Early this summer, I drove to the local church, hoping to find a teen-aged boy to mow my lawns. Three people were weeding the church garden. I approached a solid middle-aged woman who had a warm, open face. “I'll do it!” she said immediately. Raised in the country, she knows how to run farm machinery, how to care for animals and how to take on most any job, no matter what it is. She steps into the work, not away from it! She now chooses to work in homes rather than in an office.
She has taught me to approach machinery with more confidence. With equipment, I know how to turn a machine on and off; I know how to fill the tank, and I know how to check the oil. Aside from that, I usually call a man to ask for help. When a diesel tractor runs out of fuel, one simply cannot fill the tank; one has to bleed the fuel line of air before the engine will start again.

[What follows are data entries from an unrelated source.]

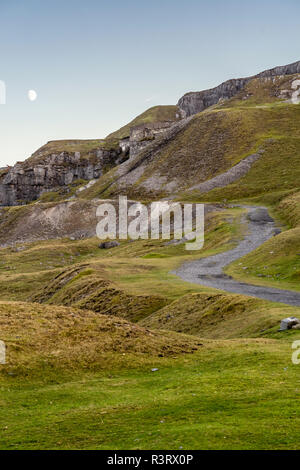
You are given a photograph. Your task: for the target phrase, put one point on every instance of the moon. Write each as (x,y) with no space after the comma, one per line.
(32,95)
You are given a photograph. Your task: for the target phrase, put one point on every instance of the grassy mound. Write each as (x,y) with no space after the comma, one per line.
(41,337)
(85,288)
(154,114)
(221,316)
(237,394)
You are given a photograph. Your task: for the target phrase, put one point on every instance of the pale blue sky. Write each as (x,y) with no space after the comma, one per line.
(96,64)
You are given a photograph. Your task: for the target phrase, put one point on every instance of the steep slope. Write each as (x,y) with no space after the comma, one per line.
(260,121)
(58,164)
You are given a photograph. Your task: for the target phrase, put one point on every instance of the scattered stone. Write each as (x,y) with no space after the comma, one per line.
(108,245)
(288,323)
(260,216)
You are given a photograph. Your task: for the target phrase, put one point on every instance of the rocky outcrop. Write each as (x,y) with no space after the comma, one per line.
(27,181)
(143,135)
(195,102)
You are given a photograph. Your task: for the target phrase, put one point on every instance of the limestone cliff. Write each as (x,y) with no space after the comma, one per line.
(195,102)
(25,182)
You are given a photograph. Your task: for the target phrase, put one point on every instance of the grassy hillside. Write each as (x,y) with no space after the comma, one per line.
(78,379)
(154,114)
(227,395)
(211,143)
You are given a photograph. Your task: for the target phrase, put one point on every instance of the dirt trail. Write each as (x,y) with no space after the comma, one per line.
(210,271)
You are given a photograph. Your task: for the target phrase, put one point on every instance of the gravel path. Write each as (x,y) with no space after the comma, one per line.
(209,271)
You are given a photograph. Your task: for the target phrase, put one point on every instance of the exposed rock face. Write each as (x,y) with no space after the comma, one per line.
(26,181)
(141,136)
(195,102)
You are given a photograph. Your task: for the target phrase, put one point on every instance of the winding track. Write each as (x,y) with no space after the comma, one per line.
(209,271)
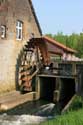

Two or three times, I have run out of fuel. Do I feel embarrassed that I have run out of fuel and that I cannot bleed the engine myself? Yes, but then I call the local tractor mechanic. He comes obligingly when he can. In less than five minutes, for a reasonable charge, he bleeds the line and starts the engine. The mechanic's son came the last time. He showed me the two nuts to turn to bleed the line.
Last Tuesday, I heard the cough, cough, wheeze of my New Holland tractor: the sound it makes just before it runs out of diesel fuel. My assistant had started the tractor, not knowing that the fuel tank was empty when the fuel gauge read one-fourth tank.
“We're not calling the mechanic,” she said. “ We can do this.” I knew roughly where the two screws were. I pulled out the owner's manual. I confessed that I had trouble matching the diagram with the engine in front of us. She looked at the manual; she looked at the engine; she identified the two nuts. We got pliers, and subsequently a socket wrench. “It needs an 11/16 inch socket,” she said with confidence. She tried again. The nut was still tight.
“Maybe it is a banjo nut,” she conjectured. She called her husband, a mechanic. He confirmed that it was a banjo nut, a nut that loosens to the right, not the left. Within a minute, she loosened the nut. I turned the key again; the engine started, then stalled. It started and stalled. We pushed the throttle up and down. On the third time, the engine started and stayed on. We slapped our hands together in triumph, “Girl Power!” I was thrilled! We had done it together!
She drove to the gooseberry plants, bushes about the size of raspberries with long, thorny canes. I wrapped the logging chain around the base of each plant, my face almost touching the thorns. When I gave the signal, she backed up the tractor and easily pulled the plants out of the moist soil. She threw them into a cart while I began working on the next plant. We sweat profusely in the heat, the sun and the humidity. We stuck with it and got a tough job done together.
Early this summer, a neighbor helped me change a flat tire on my Chevy Silverado. She matched the diagram with the machinery. I lent my strength to loosen the bolts on the tire. Was it a woman thing, I questioned? Are women able to help other women more easily than men are? No, she responded. Her husband had done the work for her. After he died, a sweetheart happily worked along beside her. A friend gives me carpentry advice. “Call me anytime,” he says. Then he talks me through a job.
When he is here on the farm, though, he imagines that I can do work far beyond my skill or strength. I am reluctant to share how inept I feel. That is exactly where I start with a woman, then, I step with her into the work. Have you experienced that dynamic too? Girl power is great!